Farm to Table allows people to savour local produce, cultivated organically by farmers. It fosters a strong sense of identity and pride in local produce, evident in various global examples. However, in Hong Kong, imported ingredients often overshadow local produce in supermarkets. Ling found this disheartening. She believes that as the “end-users”, people should be more connected with their food. “In Hong Kong, dining out offers many choices, but few are local,” she observes.

Ling admits that implementing Farm to Table is challenging. Crop yield can be unpredictable, and her amateur farming skills are still a work in progress. She avoids pesticides and herbicides, tackling weeds manually, and braving the challenges of natural farming. The unpredictability of harvests doesn’t deter her, she sees each failure as a lesson for the next season.

Interestingly, Ling’s journey led her to a like-minded Japanese chef who also farms in Fanling. They exchange insights and explore the viability of Farm to Table, promoting its values. Despite the challenges, they are inspired by the adaptability and resourcefulness of Hong Kong’s people. Ling, not a morning person, tends her fields in the afternoons, flexibly managing her chef duties. She doesn’t run a restaurant, instead, she brings the dining experience to her clients’ homes, occasionally incorporating her produce into the menu.
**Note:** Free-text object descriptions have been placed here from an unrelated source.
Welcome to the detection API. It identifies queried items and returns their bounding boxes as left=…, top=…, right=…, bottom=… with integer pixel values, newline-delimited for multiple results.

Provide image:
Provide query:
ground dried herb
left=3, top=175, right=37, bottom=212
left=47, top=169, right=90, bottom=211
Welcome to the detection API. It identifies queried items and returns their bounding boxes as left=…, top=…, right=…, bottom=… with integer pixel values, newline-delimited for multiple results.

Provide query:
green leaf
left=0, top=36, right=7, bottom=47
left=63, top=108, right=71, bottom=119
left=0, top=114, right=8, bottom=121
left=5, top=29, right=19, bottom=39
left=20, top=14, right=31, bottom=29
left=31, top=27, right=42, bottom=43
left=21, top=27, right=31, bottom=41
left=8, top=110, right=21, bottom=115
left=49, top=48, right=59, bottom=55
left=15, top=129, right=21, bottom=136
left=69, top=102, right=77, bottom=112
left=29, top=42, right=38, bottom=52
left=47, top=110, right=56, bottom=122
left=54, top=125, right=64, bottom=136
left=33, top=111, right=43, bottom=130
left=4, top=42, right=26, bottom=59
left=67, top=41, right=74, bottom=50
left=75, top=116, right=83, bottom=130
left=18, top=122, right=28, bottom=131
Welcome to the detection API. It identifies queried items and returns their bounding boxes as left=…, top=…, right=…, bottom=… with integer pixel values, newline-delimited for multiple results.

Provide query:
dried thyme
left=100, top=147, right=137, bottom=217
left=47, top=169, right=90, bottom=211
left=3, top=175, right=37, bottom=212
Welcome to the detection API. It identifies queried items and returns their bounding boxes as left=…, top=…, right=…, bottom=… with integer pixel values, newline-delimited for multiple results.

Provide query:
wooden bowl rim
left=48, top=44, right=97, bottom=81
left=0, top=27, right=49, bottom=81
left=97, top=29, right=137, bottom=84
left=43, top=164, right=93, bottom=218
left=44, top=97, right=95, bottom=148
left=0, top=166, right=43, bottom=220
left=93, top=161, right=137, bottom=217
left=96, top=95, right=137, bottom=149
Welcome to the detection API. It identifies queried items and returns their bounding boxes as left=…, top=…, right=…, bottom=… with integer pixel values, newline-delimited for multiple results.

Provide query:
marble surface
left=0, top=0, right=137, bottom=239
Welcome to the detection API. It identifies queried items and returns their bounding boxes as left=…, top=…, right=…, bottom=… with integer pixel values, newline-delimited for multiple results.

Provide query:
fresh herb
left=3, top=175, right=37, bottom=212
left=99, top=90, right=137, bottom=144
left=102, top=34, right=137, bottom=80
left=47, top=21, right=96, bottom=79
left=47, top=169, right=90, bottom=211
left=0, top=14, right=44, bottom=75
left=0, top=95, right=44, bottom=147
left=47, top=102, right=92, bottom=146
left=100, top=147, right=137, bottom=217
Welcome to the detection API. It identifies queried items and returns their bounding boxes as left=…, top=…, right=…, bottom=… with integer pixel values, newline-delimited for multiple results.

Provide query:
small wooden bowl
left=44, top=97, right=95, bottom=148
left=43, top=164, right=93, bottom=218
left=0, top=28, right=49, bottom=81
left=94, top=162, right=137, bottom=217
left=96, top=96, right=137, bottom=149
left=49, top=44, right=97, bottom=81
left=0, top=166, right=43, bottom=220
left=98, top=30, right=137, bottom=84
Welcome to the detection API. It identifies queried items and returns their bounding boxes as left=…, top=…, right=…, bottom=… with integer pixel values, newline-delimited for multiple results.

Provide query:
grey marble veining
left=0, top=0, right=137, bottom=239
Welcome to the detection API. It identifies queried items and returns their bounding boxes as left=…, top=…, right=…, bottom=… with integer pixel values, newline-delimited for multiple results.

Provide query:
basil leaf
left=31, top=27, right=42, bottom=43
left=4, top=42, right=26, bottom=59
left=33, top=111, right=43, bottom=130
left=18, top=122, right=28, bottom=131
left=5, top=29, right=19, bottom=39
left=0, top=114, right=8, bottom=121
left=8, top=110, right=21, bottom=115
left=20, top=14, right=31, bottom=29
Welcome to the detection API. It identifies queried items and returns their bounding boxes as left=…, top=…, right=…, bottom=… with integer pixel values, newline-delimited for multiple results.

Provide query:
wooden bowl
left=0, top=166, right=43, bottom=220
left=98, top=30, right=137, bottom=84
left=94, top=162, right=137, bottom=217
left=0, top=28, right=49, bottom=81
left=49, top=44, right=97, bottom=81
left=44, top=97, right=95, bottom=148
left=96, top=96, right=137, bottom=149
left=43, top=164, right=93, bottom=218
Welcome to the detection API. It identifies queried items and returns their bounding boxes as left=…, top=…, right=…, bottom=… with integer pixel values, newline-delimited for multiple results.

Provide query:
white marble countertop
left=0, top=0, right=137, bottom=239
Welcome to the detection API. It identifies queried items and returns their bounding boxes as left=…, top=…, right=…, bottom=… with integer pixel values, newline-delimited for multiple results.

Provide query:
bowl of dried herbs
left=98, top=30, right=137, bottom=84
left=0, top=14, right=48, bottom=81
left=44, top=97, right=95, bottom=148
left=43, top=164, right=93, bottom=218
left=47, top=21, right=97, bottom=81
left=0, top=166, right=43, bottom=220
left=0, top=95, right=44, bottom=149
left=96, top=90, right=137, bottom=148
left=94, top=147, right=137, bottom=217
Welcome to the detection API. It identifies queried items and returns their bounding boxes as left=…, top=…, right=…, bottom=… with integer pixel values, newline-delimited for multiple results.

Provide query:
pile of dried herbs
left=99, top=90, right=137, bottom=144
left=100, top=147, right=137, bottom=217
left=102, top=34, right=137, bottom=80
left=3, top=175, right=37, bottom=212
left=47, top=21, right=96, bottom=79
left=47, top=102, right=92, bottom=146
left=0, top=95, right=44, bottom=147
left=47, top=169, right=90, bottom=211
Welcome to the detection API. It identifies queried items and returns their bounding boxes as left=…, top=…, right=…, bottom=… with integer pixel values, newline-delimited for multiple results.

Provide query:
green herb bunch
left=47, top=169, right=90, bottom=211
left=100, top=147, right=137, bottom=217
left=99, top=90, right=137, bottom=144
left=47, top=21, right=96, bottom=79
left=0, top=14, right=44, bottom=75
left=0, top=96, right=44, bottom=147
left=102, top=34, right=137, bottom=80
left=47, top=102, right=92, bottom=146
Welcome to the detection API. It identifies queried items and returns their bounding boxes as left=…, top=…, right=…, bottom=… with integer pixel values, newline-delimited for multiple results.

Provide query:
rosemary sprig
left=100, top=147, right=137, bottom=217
Ling aspires to be a 100% chef, deeply connected with her food. “At least the food you cook should have a bond with you,” she insists. From selecting ingredients in local markets to discovering the wonders of nature and agriculture, every experience enriches her culinary journey.

Ling’s story is a testament to understanding your audience’s needs and perspectives. While others spend weekends hiking or doing yoga, this quiet young woman, Ling, communicates with ingredients in her field. She’s not Sisyphus, she’s a chef, wholly dedicated to her craft.